04 febbraio 2016 09:25

“Il negoziato non è fallito”, assicura Staffan de Mistura, l’emissario dell’Onu incaricato di gestire la trattativa, ma in realtà tutto lascia pensare il contrario, anche perché il dialogo di Ginevra è ufficialmente sospeso dal 3 fino al 25 febbraio.

Il problema principale è che nessuna delle richieste avanzate dall’opposizione in cambio della sua partecipazione al negoziato con il regime è stata soddisfatta. Non c’è stata nessuna liberazione delle donne e dei bambini detenuti nelle prigioni di Bashar al Assad; l’assedio di almeno quindici centri abitati dove la popolazione è scientificamente affamata dall’esercito siriano non è stato interrotto e i russi hanno dichiarato che non fermeranno i loro bombardamenti perché, dicono, colpiscono solo le postazioni dei jihadisti.

Una data non casuale

L’opposizione non poteva far altro che ripetere che, senza questi gesti di buona volontà, qualsiasi dialogo è impensabile. Staffan de Misura non poteva più pretendere che il negoziato fosse ancora in corso, e la data che ha fissato per la ripresa del dialogo non è causale.

Prima del 25 febbraio tutte le potenze coinvolte nel conflitto si incontreranno nuovamente a Monaco l’11 febbraio e avranno due settimane per precisare una posizione comune, sempre che riescano a trovarne una.

Gli attacchi russi hanno permesso all’esercito siriano di riguadagnare terreno

Non è impossibile che ciò accada, ma è indispensabile che Vladimir Putin dia prova di lucidità evitando di forzare troppo la mano.

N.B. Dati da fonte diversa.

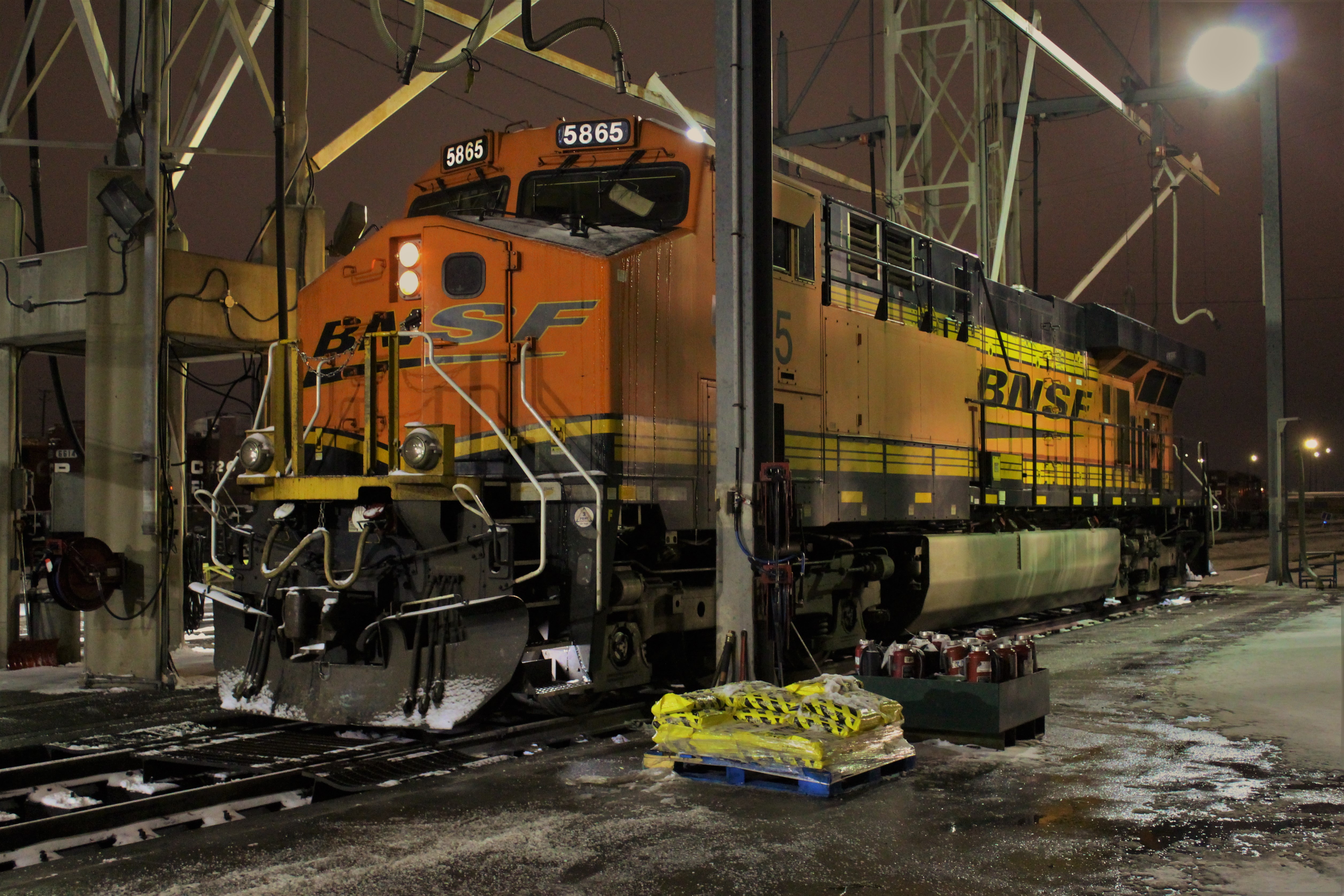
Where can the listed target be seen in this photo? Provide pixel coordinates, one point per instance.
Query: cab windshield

Dopo tre mesi in cui non sono riusciti a modificare le linee del fronte, ora gli attacchi russi hanno permesso all’esercito siriano di riguadagnare terreno, soprattutto attorno ad Aleppo. Assad ne ha beneficiato e può presentarsi al negoziato in posizione di vantaggio. È per questo che i russi non vogliono interrompere né ridurre gli attacchi aerei, ma cosa accadrebbe se la manovra di Mosca rischiasse seriamente di provocare la sconfitta dei ribelli?

I paesi sunniti, Arabia Saudita in testa, fornirebbero ai ribelli le armi (compresi i missili terra-aria) di cui avrebbero bisogno per contrattaccare e la Russia si ritroverebbe invischiata in Medio Oriente contro l’universo sunnita.

Uno scenario di questo tipo non sarebbe affatto favorevole per un paese che ha crescenti difficoltà economiche. È per questo che Putin potrebbe aprire la porta a un compromesso, ma ancora non ci siamo arrivati. Cosa possiamo fare nell’attesa?

Non molto, a parte contare i morti al largo delle coste greche e nelle città siriane. Forse però potremmo affrontare il problema delle morti per fame nelle città assediate, perché niente ci impedisce di inviare viveri e medicinali. L’Europa, a cominciare dalla Francia, potrebbe almeno alleviare le sofferenze della Siria.

Sarebbe comunque più onorevole, intelligente ed efficace che rafforzare le frontiere interne provocando l’implosione dell’Unione europea.